(Finance) – Tesmec has registered preliminary revenues for the year 2021 equal to approximately 194 million euros (compared to the previous forecast of approximately 200 million euros), generating a Preliminary EBITDA higher than 14% (compared to a forecast of 15%), while theNet financial debt it has worsened by around 11 million euros (compared to the expected figure of around 110 million euros). Revenues and margins are in any case an improvement compared to 2020 (respectively, by approximately 14% and 28%), underlines in a note the company listed on Euronext STAR Milan and active in the field of construction of infrastructures relating to the transport of electricity, data and materials.
The results, the company says, “are not aligned with the targets for the period due to the slowdown in the activities of the Trencher sector which has suffered from the protracted delays generated by external factors relating to the procurement of materials, deliveries and exponential growth in the cost of electricity and raw materials; as well as the sudden worsening of the emergency status from Covid-19, which delayed the recovery in those areas that had slowed down during the year, such as the United States of America and Australia “. The Railway and Energy sectors have reached year-end target.

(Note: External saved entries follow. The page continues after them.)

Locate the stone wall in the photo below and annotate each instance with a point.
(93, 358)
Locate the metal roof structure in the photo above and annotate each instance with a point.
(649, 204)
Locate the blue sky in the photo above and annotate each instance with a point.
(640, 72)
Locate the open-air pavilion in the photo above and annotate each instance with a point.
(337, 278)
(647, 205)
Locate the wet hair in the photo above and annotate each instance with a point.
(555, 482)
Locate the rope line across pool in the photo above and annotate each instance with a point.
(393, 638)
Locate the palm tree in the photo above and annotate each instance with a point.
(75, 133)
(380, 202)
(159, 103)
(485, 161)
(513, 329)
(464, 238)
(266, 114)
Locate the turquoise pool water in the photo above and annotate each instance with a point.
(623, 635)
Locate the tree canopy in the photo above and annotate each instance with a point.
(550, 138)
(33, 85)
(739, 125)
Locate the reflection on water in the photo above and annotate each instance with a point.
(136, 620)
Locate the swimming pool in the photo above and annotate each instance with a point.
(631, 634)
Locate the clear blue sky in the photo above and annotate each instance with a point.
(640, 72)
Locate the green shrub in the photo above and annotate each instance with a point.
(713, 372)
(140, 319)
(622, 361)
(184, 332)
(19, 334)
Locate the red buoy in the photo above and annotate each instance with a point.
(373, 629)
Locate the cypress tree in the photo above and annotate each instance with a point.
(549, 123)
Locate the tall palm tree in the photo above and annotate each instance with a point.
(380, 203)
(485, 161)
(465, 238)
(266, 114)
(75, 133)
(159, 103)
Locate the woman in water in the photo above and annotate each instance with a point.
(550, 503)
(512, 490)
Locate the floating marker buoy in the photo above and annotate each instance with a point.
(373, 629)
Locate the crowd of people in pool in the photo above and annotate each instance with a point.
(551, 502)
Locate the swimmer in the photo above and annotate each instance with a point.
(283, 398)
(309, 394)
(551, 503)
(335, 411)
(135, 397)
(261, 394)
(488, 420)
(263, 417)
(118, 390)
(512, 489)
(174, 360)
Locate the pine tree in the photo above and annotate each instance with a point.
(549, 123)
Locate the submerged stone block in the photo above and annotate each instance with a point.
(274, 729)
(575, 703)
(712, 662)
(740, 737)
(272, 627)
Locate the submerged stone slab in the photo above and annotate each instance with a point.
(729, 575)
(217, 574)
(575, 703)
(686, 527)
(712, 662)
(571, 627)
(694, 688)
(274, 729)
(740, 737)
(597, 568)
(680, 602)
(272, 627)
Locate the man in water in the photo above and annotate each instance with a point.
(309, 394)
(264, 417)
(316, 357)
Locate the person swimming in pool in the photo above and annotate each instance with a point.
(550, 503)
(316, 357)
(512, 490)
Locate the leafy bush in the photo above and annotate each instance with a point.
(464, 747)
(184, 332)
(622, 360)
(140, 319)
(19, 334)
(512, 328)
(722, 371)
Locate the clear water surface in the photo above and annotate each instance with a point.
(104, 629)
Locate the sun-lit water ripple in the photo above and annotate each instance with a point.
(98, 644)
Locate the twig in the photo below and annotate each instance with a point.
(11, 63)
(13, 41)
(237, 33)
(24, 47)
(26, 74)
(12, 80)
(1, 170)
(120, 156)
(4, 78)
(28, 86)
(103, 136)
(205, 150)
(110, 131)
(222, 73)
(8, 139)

Despite the delays and criticalities in terms of revenues and margins for the 2021 financial year, the group confirms the medium-long term trend and its 2020-2023 Plan guidelines. order book is equal to approximately 284 million euros, an increase, both compared to 262.6 million at 30 September 2021, and compared to 282.4 million euros at 31 December 2020. “The order book confirms the validity of the investments made by Tesmec in the Railway sector and in the Energy Automation segment, sectors that present solutions with higher added value and lower volatility “, reads the note from the company.